Anne McCaffrey tricked me into reading science fiction.
I was twelve and combing through the school library. I had just been teased by two boys and I was upset. I wanted to read a good, fun fantasy about dragons to distract myself from my troubles.
I walked out of the library with this edition of Dragonsong, which looked very fantastical. A red-head in old-fashioned dress, lots of little dragons, and it mentioned magic and music on the back cover. Sounded great. And during my history class, instead of paying attention, I read the book under my desk (Sorry, 7th grade history teacher whose name I forget).

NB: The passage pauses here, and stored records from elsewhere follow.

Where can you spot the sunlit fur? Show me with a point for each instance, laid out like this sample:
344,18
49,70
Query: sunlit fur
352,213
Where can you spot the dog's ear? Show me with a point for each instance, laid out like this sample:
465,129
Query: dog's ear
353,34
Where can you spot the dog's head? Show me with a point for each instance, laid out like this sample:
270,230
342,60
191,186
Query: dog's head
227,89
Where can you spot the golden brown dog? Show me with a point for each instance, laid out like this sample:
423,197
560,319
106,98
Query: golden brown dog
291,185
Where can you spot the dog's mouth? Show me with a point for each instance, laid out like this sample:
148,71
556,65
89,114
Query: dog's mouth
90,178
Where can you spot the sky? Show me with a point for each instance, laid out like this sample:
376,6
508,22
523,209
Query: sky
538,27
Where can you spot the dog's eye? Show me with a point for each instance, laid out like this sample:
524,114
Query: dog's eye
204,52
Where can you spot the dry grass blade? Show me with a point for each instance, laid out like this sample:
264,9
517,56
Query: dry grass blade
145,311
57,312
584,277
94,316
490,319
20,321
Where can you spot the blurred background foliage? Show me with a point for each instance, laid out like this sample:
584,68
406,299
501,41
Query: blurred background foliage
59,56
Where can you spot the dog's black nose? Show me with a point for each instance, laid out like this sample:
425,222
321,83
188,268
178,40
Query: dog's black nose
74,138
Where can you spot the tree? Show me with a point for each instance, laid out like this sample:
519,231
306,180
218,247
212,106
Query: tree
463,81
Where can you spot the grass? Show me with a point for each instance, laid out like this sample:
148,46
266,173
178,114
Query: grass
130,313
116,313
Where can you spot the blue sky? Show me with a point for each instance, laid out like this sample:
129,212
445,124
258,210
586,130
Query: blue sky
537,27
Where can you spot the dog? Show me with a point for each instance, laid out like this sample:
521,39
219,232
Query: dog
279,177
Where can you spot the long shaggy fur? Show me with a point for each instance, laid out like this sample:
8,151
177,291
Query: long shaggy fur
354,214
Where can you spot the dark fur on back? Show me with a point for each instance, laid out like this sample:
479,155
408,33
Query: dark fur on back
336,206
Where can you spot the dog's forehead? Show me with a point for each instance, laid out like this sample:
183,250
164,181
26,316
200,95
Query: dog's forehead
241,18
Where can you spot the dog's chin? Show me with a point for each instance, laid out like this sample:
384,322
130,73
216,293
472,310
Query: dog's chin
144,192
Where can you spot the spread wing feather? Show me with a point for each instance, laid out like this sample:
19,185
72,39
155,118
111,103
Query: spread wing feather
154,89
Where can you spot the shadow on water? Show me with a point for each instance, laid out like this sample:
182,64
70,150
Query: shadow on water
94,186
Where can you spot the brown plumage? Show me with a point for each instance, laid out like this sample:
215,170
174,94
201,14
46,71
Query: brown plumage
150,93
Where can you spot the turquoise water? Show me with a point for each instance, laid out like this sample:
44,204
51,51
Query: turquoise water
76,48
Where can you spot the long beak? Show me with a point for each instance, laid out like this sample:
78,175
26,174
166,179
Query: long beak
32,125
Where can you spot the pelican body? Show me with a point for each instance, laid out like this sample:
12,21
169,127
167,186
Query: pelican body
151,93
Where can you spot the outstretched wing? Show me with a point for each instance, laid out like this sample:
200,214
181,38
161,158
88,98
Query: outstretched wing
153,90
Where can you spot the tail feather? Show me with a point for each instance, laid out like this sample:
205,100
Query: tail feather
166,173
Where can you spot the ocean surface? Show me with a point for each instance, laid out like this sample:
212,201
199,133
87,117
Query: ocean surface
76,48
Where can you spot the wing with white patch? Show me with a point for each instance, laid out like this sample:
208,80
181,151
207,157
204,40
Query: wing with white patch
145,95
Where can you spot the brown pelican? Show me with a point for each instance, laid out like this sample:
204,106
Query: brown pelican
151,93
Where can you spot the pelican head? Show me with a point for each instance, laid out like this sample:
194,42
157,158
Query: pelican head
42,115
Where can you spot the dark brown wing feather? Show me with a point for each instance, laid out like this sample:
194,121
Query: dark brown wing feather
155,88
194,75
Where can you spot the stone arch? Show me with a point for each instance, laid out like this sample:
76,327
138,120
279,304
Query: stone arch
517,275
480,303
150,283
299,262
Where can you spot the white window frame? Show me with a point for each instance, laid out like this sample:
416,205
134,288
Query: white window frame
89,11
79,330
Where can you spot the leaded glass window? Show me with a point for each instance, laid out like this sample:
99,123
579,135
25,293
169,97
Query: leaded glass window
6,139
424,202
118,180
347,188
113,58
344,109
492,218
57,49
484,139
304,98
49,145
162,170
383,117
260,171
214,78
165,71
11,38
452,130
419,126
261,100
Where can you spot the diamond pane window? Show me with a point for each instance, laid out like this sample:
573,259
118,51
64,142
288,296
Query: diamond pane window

I was slow on the uptake. It took me a few books until I realized I was reading science fiction–it was set on another world, people had come to settle it via spaceship, and the dragons were native aliens and the Thread a danger from the stars. I was shocked. Before that point, I had refused to read science fiction. I thought it was lame and boring, though I couldn’t tell you why. I just didn’t like it, mainly because I’d never read it.
But once I discovered that you could have science fiction with a more fantasy feel, I grew into it. I read all of the Pern books and several of her more obvious science fiction titles, such as the Acorna series, although they still had a rather fantastic feel.
For about two years I read mainly Anne McCaffrey, Mercedes Lackey, and Tamora Pierce, with the very slight deviation now and again. They were all so prolific and told the stories I wanted to read at the time, so I always knew what I was going to get. But out of McCaffrey, I found a love for science fiction and was more willing to take risks with my reading, enough so that by age 16 I was reading hard science fiction every now and again.
I was saddened to hear of her passing yesterday.
So thank you for tricking me, Anne McCaffrey. I haven’t read your books in years, but they were utterly formative for me. I think a re-read of Dragonsong and the rest of the Harper Hall trilogy is in order.